OBJECT: Recently, limited decompression procedures have been proposed in the treatment of lumbar stenosis. The authors undertook a prospective study to compare the safety and outcome of unilateral and bilateral laminotomy with laminectomy.
METHODS: One hundred twenty consecutive patients with 207 levels of lumbar stenosis without herniated discs or instability were randomized to three treatment groups (bilateral laminotomy [Group 1], unilateral laminotomy [Group 2], and laminectomy [Group 3]). Perioperative parameters and complications were documented. Symptoms and scores, such as visual analog scale (VAS), Roland-Morris Scale, Short Form-36 (SF-36), and patient satisfaction were assessed preoperatively and at 3, 6, and 12 months after surgery. Adequate decompression was achieved in all patients. The overall complication rate was lowest in patients who had undergone bilateral laminotomy (Group 1). The minimum follow up of 12 months was obtained in 94% of patients. Residual pain was lowest in Group 1 (VAS score 2.3 +/- 2.4 and 4 +/- 1 in Group 3; p < 0.05 and 3.6 +/- 2.7 in Group 2; p < 0.05).

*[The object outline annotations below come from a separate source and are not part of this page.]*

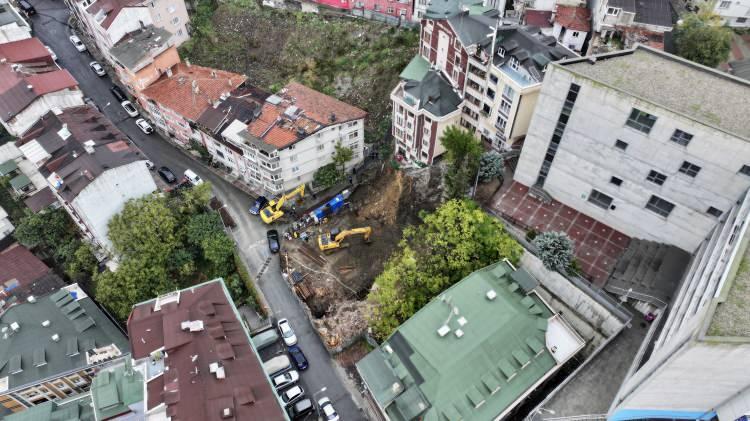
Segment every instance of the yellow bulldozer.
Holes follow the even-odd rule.
[[[348,243],[344,243],[348,237],[352,235],[362,235],[365,242],[370,242],[370,234],[372,234],[372,228],[352,228],[339,232],[338,230],[332,230],[331,232],[321,234],[318,236],[318,247],[321,251],[333,252],[338,249],[349,247]]]

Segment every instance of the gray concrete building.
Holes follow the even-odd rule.
[[[552,63],[514,179],[694,253],[750,187],[750,83],[638,45]]]

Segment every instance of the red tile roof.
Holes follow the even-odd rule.
[[[164,403],[167,415],[180,421],[225,421],[225,408],[231,410],[229,419],[284,419],[221,281],[182,290],[178,302],[158,311],[155,304],[152,300],[136,305],[128,318],[134,359],[149,358],[162,347],[166,352],[161,380],[147,384],[147,408]],[[201,321],[203,326],[183,329],[186,321]],[[223,379],[211,372],[213,364],[224,370]]]
[[[555,23],[574,31],[591,31],[591,11],[585,6],[557,6]]]
[[[142,93],[184,118],[196,121],[222,94],[231,92],[246,79],[237,73],[180,63],[172,68],[171,77],[162,76]]]

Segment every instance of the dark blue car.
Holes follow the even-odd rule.
[[[257,199],[255,199],[255,202],[253,202],[252,206],[250,206],[250,213],[253,215],[257,215],[260,213],[260,210],[265,208],[268,204],[268,199],[266,199],[265,196],[259,196]]]

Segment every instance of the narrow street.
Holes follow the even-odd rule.
[[[255,276],[270,252],[266,244],[267,227],[258,217],[247,212],[253,199],[202,167],[159,135],[145,135],[141,132],[135,125],[135,119],[127,116],[109,91],[112,86],[109,78],[100,78],[89,68],[88,63],[94,58],[88,52],[76,51],[68,40],[71,29],[67,26],[69,12],[65,4],[61,0],[35,0],[34,6],[38,12],[31,19],[35,36],[54,50],[58,63],[76,78],[84,95],[91,98],[157,167],[167,166],[178,177],[185,169],[190,168],[213,185],[214,193],[227,205],[237,222],[234,237],[251,276]],[[82,34],[78,35],[84,37]],[[289,319],[299,338],[300,348],[309,360],[310,368],[301,373],[301,383],[307,396],[313,398],[315,394],[316,399],[328,396],[342,420],[364,419],[339,376],[344,376],[344,371],[333,362],[299,302],[281,277],[278,256],[272,256],[268,269],[259,281],[259,287],[272,309],[273,317]],[[323,387],[327,388],[325,392],[316,393]]]

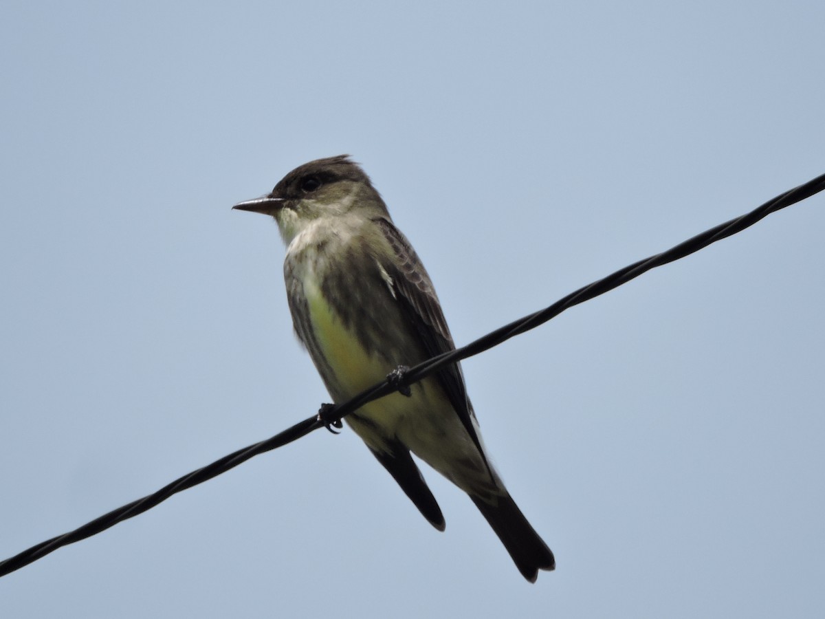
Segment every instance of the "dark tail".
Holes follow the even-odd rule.
[[[535,583],[540,569],[555,569],[556,560],[550,549],[509,494],[498,497],[494,505],[472,494],[469,498],[496,532],[522,576]]]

The Roland-Morris Scale score improved from 17 +/- 4.3 before surgery to 8.1 +/- 7, 8.5 +/- 7.3, and 10.9 +/- 7.5 (Groups 1-3, respectively; p < 0.001 compared with preoperative) corresponding to a dramatic increase in walking distance. Examination of SF-36 scores demonstrated marked improvement, most pronounced in Group 1. The number of repeated operations did not differ among groups. Patient satisfaction was significantly superior in Group 1, with 3, 27, and 26% of patients unsatisfied (in Groups 1, 2, and 3, respectively; p < 0.01).

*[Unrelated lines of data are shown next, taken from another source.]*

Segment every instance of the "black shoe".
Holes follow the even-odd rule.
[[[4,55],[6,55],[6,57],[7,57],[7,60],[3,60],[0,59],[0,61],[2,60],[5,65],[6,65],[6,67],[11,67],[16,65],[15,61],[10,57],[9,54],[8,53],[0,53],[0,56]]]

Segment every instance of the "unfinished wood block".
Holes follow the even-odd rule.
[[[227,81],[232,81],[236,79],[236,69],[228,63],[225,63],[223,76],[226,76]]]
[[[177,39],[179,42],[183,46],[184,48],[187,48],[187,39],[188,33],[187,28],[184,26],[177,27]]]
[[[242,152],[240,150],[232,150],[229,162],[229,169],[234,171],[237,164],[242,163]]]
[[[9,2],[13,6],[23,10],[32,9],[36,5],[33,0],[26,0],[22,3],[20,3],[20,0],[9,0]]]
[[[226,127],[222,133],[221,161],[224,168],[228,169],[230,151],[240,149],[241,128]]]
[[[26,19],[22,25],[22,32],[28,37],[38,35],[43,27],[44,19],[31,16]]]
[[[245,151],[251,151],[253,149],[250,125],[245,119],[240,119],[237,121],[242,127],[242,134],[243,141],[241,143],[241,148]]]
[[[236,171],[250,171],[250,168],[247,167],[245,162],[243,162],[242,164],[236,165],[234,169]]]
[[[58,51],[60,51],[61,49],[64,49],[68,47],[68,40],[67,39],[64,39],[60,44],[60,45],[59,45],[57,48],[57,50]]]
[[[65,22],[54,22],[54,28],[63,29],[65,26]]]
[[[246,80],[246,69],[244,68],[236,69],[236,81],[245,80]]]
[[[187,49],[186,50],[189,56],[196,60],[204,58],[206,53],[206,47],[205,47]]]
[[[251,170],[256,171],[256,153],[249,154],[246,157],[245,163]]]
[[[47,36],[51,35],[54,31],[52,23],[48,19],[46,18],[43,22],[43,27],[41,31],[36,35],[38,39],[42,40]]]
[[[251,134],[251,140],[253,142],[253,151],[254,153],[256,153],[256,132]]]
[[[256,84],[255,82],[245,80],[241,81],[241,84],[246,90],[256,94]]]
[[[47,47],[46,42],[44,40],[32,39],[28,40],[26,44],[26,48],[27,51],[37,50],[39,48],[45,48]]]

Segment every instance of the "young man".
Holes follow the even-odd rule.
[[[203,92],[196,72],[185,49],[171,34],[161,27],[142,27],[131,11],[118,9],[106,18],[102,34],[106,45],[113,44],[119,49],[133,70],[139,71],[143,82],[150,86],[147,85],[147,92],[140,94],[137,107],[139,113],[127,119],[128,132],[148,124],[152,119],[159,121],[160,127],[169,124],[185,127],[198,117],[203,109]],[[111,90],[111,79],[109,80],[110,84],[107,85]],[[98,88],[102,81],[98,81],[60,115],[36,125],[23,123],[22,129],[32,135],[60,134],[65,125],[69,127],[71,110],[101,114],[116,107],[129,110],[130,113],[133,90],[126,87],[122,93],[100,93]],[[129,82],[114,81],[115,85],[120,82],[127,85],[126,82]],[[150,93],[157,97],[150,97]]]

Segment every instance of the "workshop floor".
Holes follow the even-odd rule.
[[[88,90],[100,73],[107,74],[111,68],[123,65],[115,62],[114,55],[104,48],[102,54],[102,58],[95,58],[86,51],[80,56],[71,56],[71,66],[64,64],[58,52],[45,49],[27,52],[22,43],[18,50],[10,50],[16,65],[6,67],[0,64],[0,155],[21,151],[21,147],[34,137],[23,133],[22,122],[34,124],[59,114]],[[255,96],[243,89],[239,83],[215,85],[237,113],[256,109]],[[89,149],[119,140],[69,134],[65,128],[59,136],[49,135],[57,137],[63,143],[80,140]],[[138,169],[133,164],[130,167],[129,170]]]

CONCLUSIONS: Bilateral and unilateral laminotomy allowed adequate and safe decompression of lumbar stenosis, resulted in a highly significant reduction of symptoms and disability, and improved health-related quality of life. Outcome after unilateral laminotomy was comparable with that after laminectomy. In most outcome parameters, bilateral laminotomy was associated with a significant benefit and thus constitutes a promising treatment alternative.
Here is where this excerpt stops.